Hughes 48

Development
- Designer: Sparkman & Stephens
- Location: Canada
- Year: 1970
- Builder: Hughes Boat Works
- Role: Cruiser

Boat
- Displacement: 30,000 lb (13,608 kg)
- Draft: 7.00 ft (2.13 m)

Hull
- Type: monohull
- Construction: fibreglass
- LOA: 48.00 ft (14.63 m)
- LWL: 33.00 ft (10.06 m)
- Beam: 11.83 ft (3.61 m)
- Engine: inboard motor

Hull appendages
- Keel: fin keel
- Ballast: 15,700 lb (7,121 kg)
- Rudder: skeg-mounted rudder

Rig
- Rig type: Bermuda rig
- I foretriangle height: 54.50 ft (16.61 m)
- J foretriangle base: 18.33 ft (5.59 m)
- P mainsail luff: 48.10 ft (14.66 m)
- E mainsail foot: 18.04 ft (5.50 m)

Sails
- Sailplan: masthead yawl
- Mainsail area: 433.86 sq ft (40.307 m^{2})
- Jib/genoa area: 499.49 sq ft (46.404 m^{2})
- Total sail area: 933.35 sq ft (86.711 m^{2})

= Hughes 48 =

Sailboat class

The Hughes 48, also sold as the North Star 48, is a Canadian sailboat that was designed by Sparkman & Stephens as a cruiser and first built in 1970. The boat is Sparkman & Stephens' design of 1956.

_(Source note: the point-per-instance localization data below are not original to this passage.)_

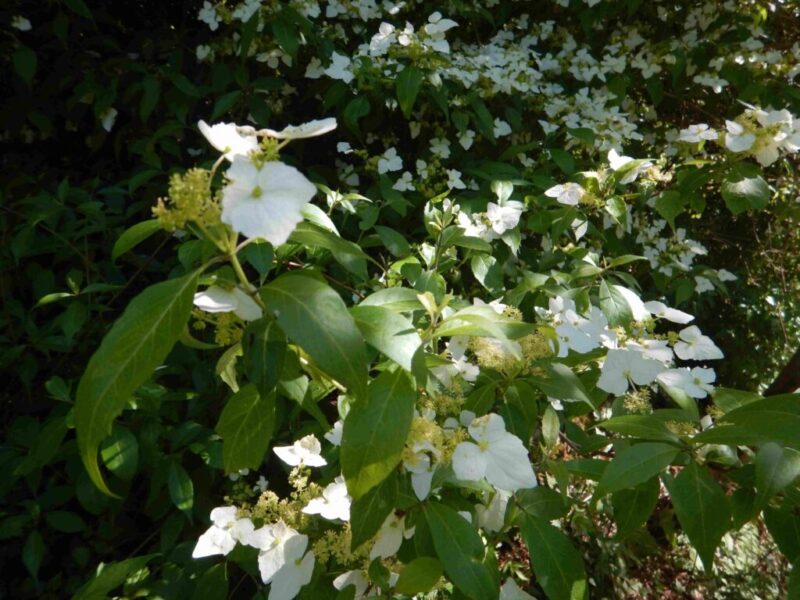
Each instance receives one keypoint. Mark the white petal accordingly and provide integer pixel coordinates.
(306, 130)
(469, 462)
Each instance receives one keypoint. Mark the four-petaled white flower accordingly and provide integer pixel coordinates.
(306, 130)
(216, 299)
(568, 193)
(497, 455)
(333, 504)
(265, 202)
(624, 365)
(226, 530)
(226, 138)
(305, 451)
(693, 345)
(390, 161)
(697, 383)
(662, 311)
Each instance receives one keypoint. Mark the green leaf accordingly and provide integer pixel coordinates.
(120, 453)
(556, 563)
(743, 188)
(111, 576)
(562, 384)
(633, 507)
(346, 253)
(65, 521)
(461, 551)
(375, 432)
(368, 512)
(181, 488)
(316, 318)
(541, 502)
(636, 465)
(702, 510)
(670, 204)
(419, 576)
(138, 343)
(264, 354)
(246, 426)
(641, 426)
(407, 84)
(391, 333)
(25, 62)
(776, 468)
(614, 305)
(213, 584)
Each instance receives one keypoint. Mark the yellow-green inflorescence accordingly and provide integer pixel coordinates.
(190, 201)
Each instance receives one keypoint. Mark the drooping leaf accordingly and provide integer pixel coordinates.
(316, 318)
(375, 432)
(136, 344)
(461, 551)
(246, 426)
(556, 563)
(702, 510)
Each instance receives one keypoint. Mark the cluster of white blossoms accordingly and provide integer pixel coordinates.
(639, 359)
(262, 198)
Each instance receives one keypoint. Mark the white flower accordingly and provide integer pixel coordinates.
(339, 68)
(511, 591)
(108, 117)
(354, 578)
(305, 451)
(498, 456)
(389, 537)
(568, 193)
(697, 383)
(265, 202)
(697, 133)
(501, 128)
(21, 23)
(216, 299)
(422, 464)
(226, 138)
(389, 161)
(624, 365)
(617, 162)
(736, 140)
(662, 311)
(334, 503)
(696, 346)
(224, 533)
(306, 130)
(334, 436)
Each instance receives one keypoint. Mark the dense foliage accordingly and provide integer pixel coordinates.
(354, 298)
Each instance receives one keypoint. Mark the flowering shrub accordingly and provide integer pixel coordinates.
(453, 323)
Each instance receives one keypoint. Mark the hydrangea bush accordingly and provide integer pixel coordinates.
(444, 265)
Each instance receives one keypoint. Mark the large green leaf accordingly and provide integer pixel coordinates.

The Hughes 48 is a development of the Seafarer 48, which had been built by Seafarer Yachts on Long Island, New York. Fewer than five boats were built by Seafarer before production ended.

==Production==
The design was built by Hughes Boat Works in Canada, starting in 1970, but it is now out of production. When US Steel bought out Hughes and changed the company name to North Star Yachts the boat was sold as the North Star 48. It is not known how many were produced by Hughes and North Star.

==Design==
The Hughes 48 is a recreational keelboat, built predominantly of fibreglass, with wood trim. It has a centre cockpit, a masthead yawl rig; a raked stem; a raised counter, angled transom, a skeg-mounted rudder controlled by a wheel and a fixed, swept fin keel. It displaces 30000 lb and carries 15700 lb of lead ballast.

The boat has a draft of 7.00 ft with the standard keel and is fitted with an inboard engine for docking and manoeuvring.

The design has sleeping accommodation for seven people, with a double "V"-berth in the bow cabin, four settee berths in the main cabin and an aft cabin with a berth on the starboard side. The galley is located on the port side just forward of the companionway ladder. The galley is U-shaped and is equipped with a three-burner stove and a double sink. A navigation station is opposite the galley, on the starboard side. There are two heads, one just aft of the bow cabin on the port side and one on the starboard side in the aft cabin.

For sailing the design may be equipped with one of a number of jibs or genoas.

The design has a hull speed of 7.7 kn.